Das Eindringen der apokalyptischen Stimmung verändert das Verhalten der Menschen bis in die

Einzelheiten des Alltags, darüber sollte man sich klar sein. Das Gefühl des sicheren Untergangs vergiftet den, der sich ihm ergibt. Und wer kennt die Zukunft so genau? „No future" ist eine oft genannte Haltung der jüngeren Generation, eines kleinen Teils nur, doch das Schlagwort ist präsent. Nun, darüber spreche ich aus Erfahrung: ich war einmal von „no future" tief durchdrungen, nur nannte man das damals nicht englisch. Ich war vollkommen überzeugt, das Jahr 1945 nicht zu überleben. Und jene Jugend, die heute sagt: vierzig, fünfzig, achtzig werde ich nicht, der kann Erstaunliches passieren — sie kann es nämlich werden. Und dann hat sie zu leben, weitgehend jedenfalls, wie sie einst entschieden hat.

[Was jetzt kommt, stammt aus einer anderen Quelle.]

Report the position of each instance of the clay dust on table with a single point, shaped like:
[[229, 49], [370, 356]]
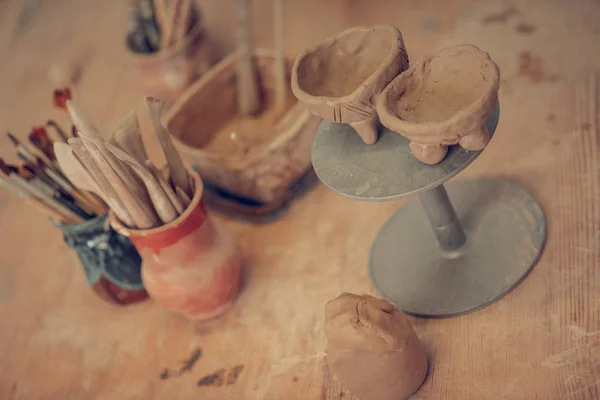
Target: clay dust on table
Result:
[[238, 136]]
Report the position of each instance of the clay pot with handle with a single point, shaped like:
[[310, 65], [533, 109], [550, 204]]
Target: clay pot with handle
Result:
[[339, 79], [443, 99], [192, 264]]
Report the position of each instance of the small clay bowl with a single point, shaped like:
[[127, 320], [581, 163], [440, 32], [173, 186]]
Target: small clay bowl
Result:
[[339, 79], [442, 100]]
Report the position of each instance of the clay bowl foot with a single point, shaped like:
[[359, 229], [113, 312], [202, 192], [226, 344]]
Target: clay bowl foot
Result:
[[442, 100], [339, 79], [366, 129], [475, 140], [429, 153]]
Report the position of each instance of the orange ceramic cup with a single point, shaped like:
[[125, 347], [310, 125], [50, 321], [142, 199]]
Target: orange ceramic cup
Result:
[[191, 265]]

Oft stand ich vor Werken, die eine Haltung zeigen, deren Wesen einzuprägen ich mich bemühe. Ich nenne eines dieser Werke, das man heute der Kunst zurechnet, das aber nicht als Kunst, sondern als Lebensnotwendigkeit geschaffen wurde: die Nordrose von Notre-Dame de Paris. Man kann andere anführen und soll dies auch tun, denn unzählbar viele sind in solcher Haltung entstanden. Fast überall gibt es sie noch, man kann vor sie hintreten, auch Abbildungen von ihnen studieren und versuchen, ihre Sprache zu verstehen.

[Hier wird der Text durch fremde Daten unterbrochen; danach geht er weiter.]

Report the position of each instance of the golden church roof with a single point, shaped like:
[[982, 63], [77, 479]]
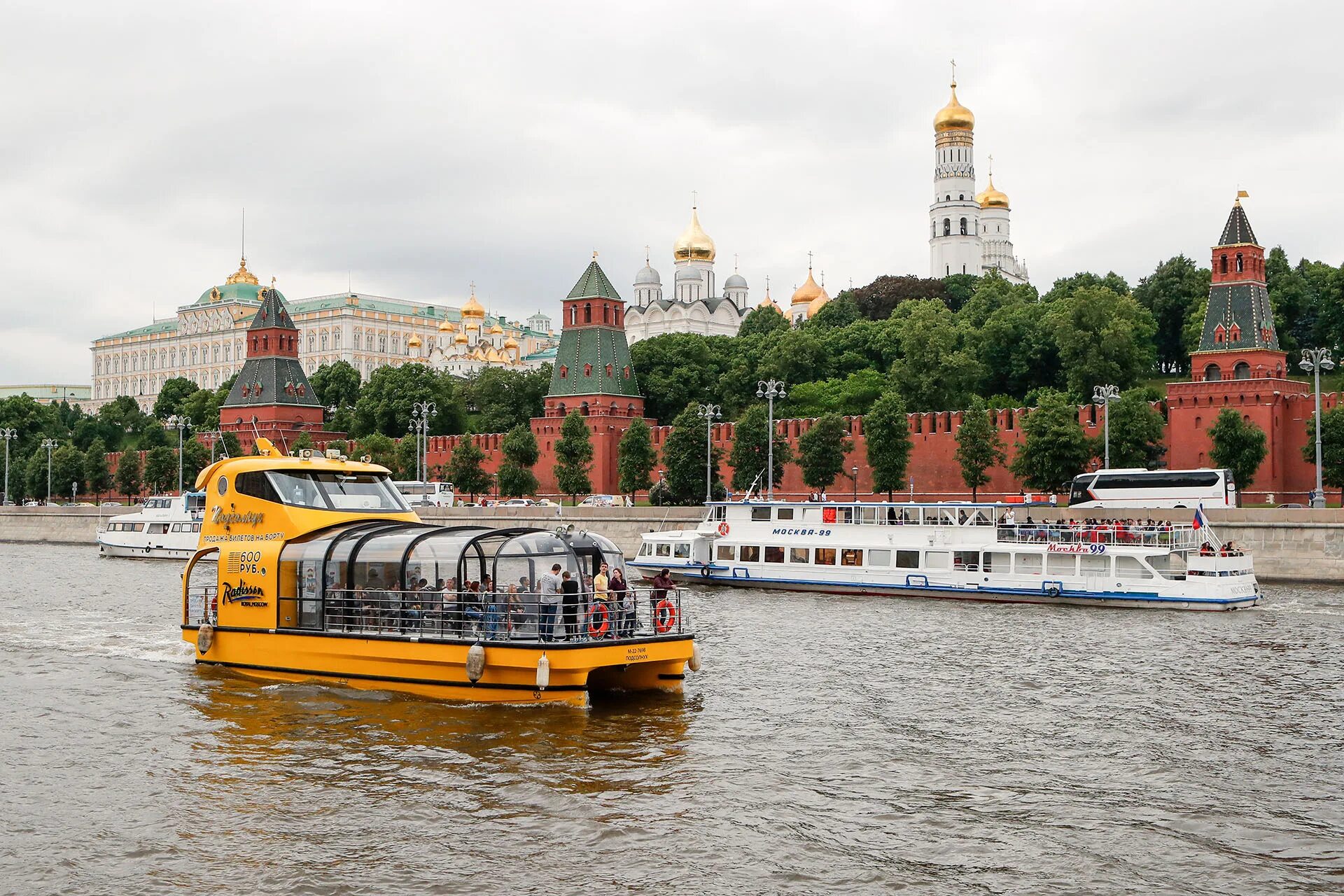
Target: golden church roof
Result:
[[694, 242]]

Die Nordrose von Notre-Dame besteht aus mehr als fünfzigtausend Glaspartikeln. Der Schmelzvorgang für jede einzelne Partikel war äußerst kompliziert: zwei Teile Buchenholzasche wurden mit einem Teil Flußsand kombiniert. Während der Schmelzung kam Metallstaub dazu, wodurch die gewünschte Farbe entstand. Manchmal goß man flache Stük-ke, dann wieder blies man Zylinder, die aufgeschnitten und zu einem Blatt geglättet wurden. Mit einem rotglühenden Eisen schnitt man jedes Blatt und paßte es in seine Position, nach unzähligen fehlgehenden Bemühungen, nach sorgsamer Auswahl aus vielen Versuchen. Mitunter wurden Edelsteine unmerkbar in das Glas eingesetzt, und manche Werkstätten mischten Saphire in die Schmelzmischung. Gemeinsam mit den Unregelmäßigkeiten, Sprüngen, Blasen, Sandkörnern, Streifen ergab sich die übernatürlich scheinende Intensität von Farben und Licht.

Woran dachten die Auftraggeber, Baumeister, Handwerker bei dieser Arbeit? Das Mittelalter war geschüttelt von apokalyptischer Erwartung. Man hatte allerdings eine Gegenkraft in sich, von der heute kaum mehr die Rede ist. Tausende Kathedralen und Kirchen wurden gebaut, und zwar Werke, die aus dem gleichen Geist wie das Nordfenster von Notre-Dame hervorgingen, man hat gedacht, gehandelt, gelebt in einer Haltung, die jegliche Furcht vor Untergang und Tod überschritt.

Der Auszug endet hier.